Segundo a reportagem, Vorcaro teria repassado R$ 61 milhões para bancar a produção Dark Horse, com valor total acordado de US$ 24 milhões (cerca de R$ 134 milhões na época). O filme ainda não foi lançado.
Flávio afirmou que houve um contrato e que o investimento foi um patrocínio privado para um filme privado. O senador afirmou ter conhecido Vorcaro em dezembro de 2024, ainda sem acusações contra o banqueiro.
Ainda conforme a apuração, os atrasos nas parcelas levaram Flávio a cobrar a liberação dos pagamentos. Vorcaro está preso, sob acusação de liderar fraudes no Banco Master, que foi liquidado pelo BC em novembro. Ele negocia delação premiada.
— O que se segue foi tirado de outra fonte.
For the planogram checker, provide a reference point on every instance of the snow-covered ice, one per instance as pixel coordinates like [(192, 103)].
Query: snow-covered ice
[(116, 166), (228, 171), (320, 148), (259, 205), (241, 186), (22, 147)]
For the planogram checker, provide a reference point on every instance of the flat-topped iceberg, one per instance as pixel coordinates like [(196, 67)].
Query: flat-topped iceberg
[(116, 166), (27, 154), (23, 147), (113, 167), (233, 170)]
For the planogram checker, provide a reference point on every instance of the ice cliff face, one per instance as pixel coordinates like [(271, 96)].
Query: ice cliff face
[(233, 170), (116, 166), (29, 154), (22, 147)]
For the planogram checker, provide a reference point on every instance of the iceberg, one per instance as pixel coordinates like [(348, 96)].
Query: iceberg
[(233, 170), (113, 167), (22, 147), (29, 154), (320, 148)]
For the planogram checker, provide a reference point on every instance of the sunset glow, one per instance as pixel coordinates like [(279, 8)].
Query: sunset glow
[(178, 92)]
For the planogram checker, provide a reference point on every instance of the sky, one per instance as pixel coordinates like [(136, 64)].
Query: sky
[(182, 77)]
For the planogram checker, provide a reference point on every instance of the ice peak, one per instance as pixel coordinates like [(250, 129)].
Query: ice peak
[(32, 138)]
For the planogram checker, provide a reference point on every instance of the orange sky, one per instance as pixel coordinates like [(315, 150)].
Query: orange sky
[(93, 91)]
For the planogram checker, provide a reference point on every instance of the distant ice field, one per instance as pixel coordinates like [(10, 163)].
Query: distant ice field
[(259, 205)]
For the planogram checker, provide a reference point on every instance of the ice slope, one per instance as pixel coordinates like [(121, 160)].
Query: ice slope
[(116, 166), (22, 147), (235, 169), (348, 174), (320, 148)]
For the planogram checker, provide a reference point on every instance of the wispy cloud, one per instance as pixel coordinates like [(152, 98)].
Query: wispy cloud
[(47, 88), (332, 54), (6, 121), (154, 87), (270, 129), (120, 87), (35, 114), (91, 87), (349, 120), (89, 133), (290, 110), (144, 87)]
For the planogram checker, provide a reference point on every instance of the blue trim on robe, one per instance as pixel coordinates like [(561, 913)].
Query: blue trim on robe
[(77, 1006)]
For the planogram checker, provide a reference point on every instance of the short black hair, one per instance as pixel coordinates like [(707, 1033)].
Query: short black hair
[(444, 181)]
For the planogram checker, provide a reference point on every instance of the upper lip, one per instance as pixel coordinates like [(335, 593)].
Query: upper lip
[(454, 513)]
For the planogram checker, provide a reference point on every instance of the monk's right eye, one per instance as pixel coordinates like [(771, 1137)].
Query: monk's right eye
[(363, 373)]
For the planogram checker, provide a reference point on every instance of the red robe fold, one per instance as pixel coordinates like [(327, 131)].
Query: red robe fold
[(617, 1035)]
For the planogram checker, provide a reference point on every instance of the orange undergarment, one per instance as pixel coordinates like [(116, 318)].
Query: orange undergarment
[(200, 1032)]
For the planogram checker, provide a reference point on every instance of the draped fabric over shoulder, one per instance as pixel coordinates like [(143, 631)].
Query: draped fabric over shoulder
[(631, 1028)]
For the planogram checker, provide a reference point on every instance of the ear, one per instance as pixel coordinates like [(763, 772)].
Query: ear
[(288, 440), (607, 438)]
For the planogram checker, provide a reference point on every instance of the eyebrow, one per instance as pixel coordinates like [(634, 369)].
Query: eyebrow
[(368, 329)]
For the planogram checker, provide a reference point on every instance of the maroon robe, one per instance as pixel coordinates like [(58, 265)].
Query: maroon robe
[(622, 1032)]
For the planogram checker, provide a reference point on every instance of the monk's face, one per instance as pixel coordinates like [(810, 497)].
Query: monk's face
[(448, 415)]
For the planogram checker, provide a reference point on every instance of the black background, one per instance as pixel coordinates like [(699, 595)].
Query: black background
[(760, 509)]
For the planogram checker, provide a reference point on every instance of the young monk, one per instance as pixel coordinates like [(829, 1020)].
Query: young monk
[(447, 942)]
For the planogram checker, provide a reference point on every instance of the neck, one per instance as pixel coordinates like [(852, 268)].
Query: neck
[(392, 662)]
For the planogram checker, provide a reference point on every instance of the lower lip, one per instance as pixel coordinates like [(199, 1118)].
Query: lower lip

O senador também voltou a defender a instalação de uma CPI para apurar o caso. Em contrapartida, Flávio já havia negado ligações entre sua família, a direita e Vorcaro em declarações anteriores.
A reportagem mostra que, em evento de pré-campanha em Santa Catarina, Flávio usou uma camiseta com a mensagem de apoio ao governo, o que contrasta com suas declarações públicas sobre o tema. A nota do senador também cita ataques a adversários.
Desdobramentos e posicionamentos subsequentes indicam que o tema segue em tramitação no Congresso, com investigações em curso e pressões políticas em torno do caso Vorcaro e do Master. A apuração cita ainda relações entre agentes públicos e empresas envolvidas.